Why doesn't `vect` return a union-typed result if the number of elements is small?

Eg.:

julia> struct A end

julia> struct B end

julia> [A(), B()]
2-element Vector{Any}:
 A()
 B()

Would it not be better to return

julia> Union{A,B}[A(), B()]
2-element Vector{Union{A, B}}:
 A()
 B()

instead, as this may then take advantage of union splitting to improve performance?

For example:

julia> Base.:(+)(::A, ::B) = A()

julia> Base.:(+)(::B, ::A) = A()

julia> using BenchmarkTools

julia> @btime sum($([A(), B()]));
  18.967 ns (0 allocations: 0 bytes)

julia> @btime sum($(Union{A,B}[A(), B()]));
  6.709 ns (0 allocations: 0 bytes)
3 Likes

I’m not as deep into Julia specifics, just a naive answer. I think people would be confused if this doesn’t work anymore:

x = [1, "2"]
push!(x, '3')

Even more, the Union trick would probably only make sense if the number of different types is limited, so it would be case specific which type this constructor yields.

6 Likes

In this case, one should use

x = Any[1, "2"]
push!(x, '3')

It’s not clear if [1, "2"] would necessarily be a Vector{Any}, although it turns out to be the case. For example, the following doesn’t work, as it does produce a union as the eltype:

julia> x = [1, nothing];

julia> push!(x, missing)
ERROR: MethodError: Cannot `convert` an object of type Missing to an object of type Int64

julia> typeof(x)
Vector{Union{Nothing, Int64}} (alias for Array{Union{Nothing, Int64}, 1})

Even more, the Union trick would probably only make sense if the number of different types is limited

Yes, I agree, this may only be chosen as the return type for a few arguments. This is type-stable, albeit somewhat perplexing.

My question is: since this already is adopted in the special cases of nothing and missing, why not make this more universal, if only for singleton types? I had seen an issue recently where there was some discussion on nothing and missing being special, which is a bit unfortunate.

3 Likes

One challenge with doing what you’ve specifically asked is that I think it’s reasonable to want [1, 2.5] to promote both entries to Float64 rather than make a Vector{Union{Int,Float64}}. The distinction here is that promote(1,2.5) “succeeds” whereas promote(A(),B()) for your example does not.

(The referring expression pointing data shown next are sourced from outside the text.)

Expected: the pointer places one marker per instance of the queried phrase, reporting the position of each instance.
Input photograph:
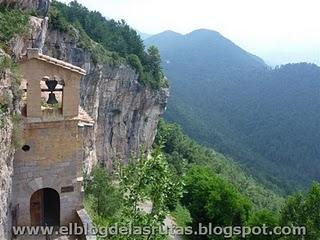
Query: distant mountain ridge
(229, 99)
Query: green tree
(264, 217)
(303, 210)
(210, 199)
(148, 178)
(104, 196)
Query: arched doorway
(45, 208)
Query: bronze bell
(52, 99)
(51, 84)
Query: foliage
(109, 41)
(303, 210)
(267, 218)
(12, 22)
(182, 216)
(103, 196)
(182, 152)
(211, 199)
(146, 180)
(227, 99)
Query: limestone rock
(125, 111)
(40, 6)
(6, 153)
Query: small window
(26, 148)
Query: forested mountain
(226, 98)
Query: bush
(12, 22)
(104, 198)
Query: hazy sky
(279, 31)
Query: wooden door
(36, 208)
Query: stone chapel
(48, 169)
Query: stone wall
(126, 112)
(6, 151)
(53, 161)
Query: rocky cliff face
(6, 150)
(39, 6)
(126, 113)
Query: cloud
(263, 27)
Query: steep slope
(229, 99)
(125, 110)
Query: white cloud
(277, 30)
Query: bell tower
(47, 181)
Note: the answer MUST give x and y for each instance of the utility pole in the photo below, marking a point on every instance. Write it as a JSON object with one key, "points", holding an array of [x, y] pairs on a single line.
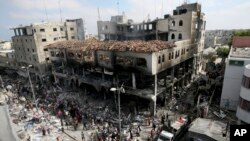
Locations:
{"points": [[1, 81]]}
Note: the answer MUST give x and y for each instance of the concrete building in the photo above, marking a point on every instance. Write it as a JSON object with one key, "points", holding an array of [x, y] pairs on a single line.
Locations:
{"points": [[186, 23], [7, 55], [238, 58], [29, 41], [151, 70], [5, 45], [147, 69], [208, 130], [244, 101], [215, 38]]}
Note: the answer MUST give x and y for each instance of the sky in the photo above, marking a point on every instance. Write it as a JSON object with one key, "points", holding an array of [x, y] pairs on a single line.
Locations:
{"points": [[220, 14]]}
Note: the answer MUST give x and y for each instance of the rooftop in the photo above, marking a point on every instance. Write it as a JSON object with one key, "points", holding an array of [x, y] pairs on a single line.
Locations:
{"points": [[241, 41], [211, 128], [240, 52], [133, 45]]}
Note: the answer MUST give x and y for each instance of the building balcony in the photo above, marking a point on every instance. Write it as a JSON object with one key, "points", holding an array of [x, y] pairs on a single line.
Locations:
{"points": [[243, 115]]}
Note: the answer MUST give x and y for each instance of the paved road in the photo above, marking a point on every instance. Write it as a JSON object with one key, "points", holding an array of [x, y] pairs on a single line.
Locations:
{"points": [[6, 133]]}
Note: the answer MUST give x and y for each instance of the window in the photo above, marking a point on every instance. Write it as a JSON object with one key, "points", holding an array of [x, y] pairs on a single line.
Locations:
{"points": [[173, 23], [180, 36], [150, 26], [236, 62], [180, 23], [244, 104], [159, 59], [52, 53], [246, 82], [172, 36], [124, 60], [141, 62]]}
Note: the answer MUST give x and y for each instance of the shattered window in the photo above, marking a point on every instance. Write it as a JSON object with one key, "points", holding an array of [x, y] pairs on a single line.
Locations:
{"points": [[172, 36], [52, 53], [173, 23], [244, 104], [159, 60], [141, 62], [180, 36], [163, 58], [180, 23], [104, 57], [71, 54], [246, 82]]}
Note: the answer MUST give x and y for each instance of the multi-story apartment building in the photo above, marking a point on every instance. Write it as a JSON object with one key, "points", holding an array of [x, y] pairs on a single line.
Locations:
{"points": [[149, 69], [186, 23], [218, 37], [243, 108], [236, 62], [29, 41]]}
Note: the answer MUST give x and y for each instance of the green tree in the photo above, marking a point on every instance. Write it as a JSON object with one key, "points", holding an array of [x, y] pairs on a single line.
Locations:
{"points": [[223, 53]]}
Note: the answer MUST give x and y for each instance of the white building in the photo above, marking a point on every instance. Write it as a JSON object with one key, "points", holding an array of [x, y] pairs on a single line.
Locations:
{"points": [[5, 45], [29, 41], [243, 110], [238, 58]]}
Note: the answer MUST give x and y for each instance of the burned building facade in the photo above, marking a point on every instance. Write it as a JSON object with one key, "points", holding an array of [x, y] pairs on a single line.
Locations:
{"points": [[29, 41], [186, 23], [151, 64]]}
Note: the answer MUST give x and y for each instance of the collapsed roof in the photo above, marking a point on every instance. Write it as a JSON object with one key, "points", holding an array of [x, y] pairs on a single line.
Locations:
{"points": [[94, 44]]}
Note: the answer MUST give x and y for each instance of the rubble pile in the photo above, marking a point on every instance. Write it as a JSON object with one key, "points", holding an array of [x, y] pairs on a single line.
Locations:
{"points": [[133, 45]]}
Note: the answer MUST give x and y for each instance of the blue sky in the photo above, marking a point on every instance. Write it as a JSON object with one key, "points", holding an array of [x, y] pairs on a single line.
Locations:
{"points": [[220, 14]]}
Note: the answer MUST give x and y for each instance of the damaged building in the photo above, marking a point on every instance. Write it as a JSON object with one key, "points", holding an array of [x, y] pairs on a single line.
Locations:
{"points": [[29, 41], [150, 69]]}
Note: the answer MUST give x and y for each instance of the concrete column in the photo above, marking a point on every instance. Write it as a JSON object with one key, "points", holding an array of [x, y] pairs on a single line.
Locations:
{"points": [[103, 75], [133, 80], [18, 30], [172, 74], [155, 95], [83, 72]]}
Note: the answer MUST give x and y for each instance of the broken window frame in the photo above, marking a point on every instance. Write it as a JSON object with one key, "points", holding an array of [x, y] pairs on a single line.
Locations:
{"points": [[180, 23], [246, 82], [141, 62]]}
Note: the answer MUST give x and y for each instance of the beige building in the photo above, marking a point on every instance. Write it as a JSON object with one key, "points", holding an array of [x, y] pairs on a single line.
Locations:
{"points": [[29, 41], [186, 23]]}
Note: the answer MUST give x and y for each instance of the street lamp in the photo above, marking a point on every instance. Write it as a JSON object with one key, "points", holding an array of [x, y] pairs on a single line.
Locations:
{"points": [[119, 90], [31, 86]]}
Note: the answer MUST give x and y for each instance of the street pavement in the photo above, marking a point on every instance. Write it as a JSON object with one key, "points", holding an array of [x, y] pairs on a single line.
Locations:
{"points": [[6, 132]]}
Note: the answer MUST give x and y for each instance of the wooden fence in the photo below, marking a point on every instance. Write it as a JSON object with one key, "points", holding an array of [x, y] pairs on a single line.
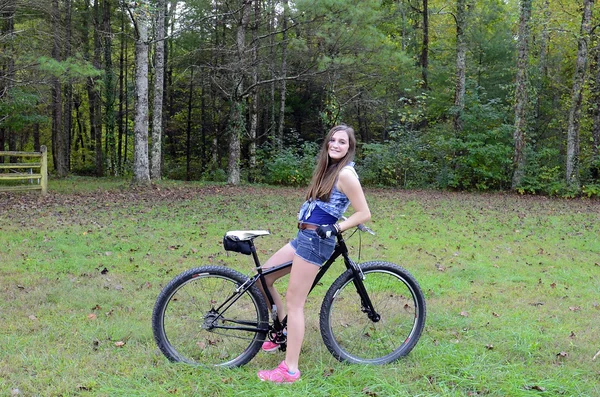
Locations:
{"points": [[35, 179]]}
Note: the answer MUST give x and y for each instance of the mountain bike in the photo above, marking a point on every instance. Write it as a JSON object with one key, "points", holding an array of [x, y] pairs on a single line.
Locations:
{"points": [[373, 313]]}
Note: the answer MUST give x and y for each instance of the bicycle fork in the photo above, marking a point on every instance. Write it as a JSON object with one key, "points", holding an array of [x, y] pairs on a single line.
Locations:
{"points": [[366, 304]]}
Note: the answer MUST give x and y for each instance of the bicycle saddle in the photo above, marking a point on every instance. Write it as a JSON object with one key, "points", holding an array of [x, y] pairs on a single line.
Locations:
{"points": [[243, 235]]}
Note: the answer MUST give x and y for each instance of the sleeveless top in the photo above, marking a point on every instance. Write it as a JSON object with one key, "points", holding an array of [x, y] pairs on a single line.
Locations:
{"points": [[336, 206]]}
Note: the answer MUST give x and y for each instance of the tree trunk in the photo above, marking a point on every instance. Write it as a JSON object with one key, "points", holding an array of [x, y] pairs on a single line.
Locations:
{"points": [[122, 81], [572, 166], [595, 168], [141, 170], [58, 132], [424, 59], [97, 103], [7, 77], [156, 158], [462, 9], [543, 64], [254, 96], [283, 74], [188, 140], [521, 97], [236, 121], [68, 89], [109, 90]]}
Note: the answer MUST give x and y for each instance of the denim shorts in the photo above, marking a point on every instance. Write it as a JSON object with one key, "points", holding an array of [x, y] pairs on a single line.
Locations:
{"points": [[313, 249]]}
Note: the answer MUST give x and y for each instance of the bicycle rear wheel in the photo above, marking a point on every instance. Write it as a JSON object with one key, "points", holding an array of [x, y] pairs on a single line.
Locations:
{"points": [[348, 332], [201, 318]]}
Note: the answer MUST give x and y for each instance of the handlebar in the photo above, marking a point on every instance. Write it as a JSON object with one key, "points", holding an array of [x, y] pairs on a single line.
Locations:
{"points": [[364, 228], [361, 227]]}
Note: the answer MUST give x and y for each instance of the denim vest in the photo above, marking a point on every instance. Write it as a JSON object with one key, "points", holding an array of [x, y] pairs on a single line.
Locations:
{"points": [[336, 206]]}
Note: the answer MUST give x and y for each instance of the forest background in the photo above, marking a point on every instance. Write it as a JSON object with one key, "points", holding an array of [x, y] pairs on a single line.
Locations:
{"points": [[462, 94]]}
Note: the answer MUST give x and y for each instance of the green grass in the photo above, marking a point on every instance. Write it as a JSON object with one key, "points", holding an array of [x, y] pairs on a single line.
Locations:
{"points": [[512, 286]]}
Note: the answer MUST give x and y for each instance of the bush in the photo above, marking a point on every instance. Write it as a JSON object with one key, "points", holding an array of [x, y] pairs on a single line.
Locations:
{"points": [[289, 167]]}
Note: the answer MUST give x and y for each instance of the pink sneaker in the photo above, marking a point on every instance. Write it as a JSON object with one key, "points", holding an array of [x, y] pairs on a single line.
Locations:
{"points": [[279, 374], [269, 346]]}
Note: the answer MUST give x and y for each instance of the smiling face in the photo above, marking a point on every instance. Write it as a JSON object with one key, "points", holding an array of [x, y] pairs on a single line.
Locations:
{"points": [[338, 145]]}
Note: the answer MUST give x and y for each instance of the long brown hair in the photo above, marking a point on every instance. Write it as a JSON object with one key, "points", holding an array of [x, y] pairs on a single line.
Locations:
{"points": [[327, 171]]}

So it seems that the preferred behavior would be to try to attempt to promote the elements first, then introduce a Union if multiple (or maybe only a few) distinct types remain.

In the meantime, perhaps this function definition will be useful to you?

unionvec(x...) = Union{typeof.(x)...}[x...]

It seems to do what you asked, although doesn’t attempt to do the promotion that I had suggested nor does it resort to Any beyond a certain number of distinct types.

2 Likes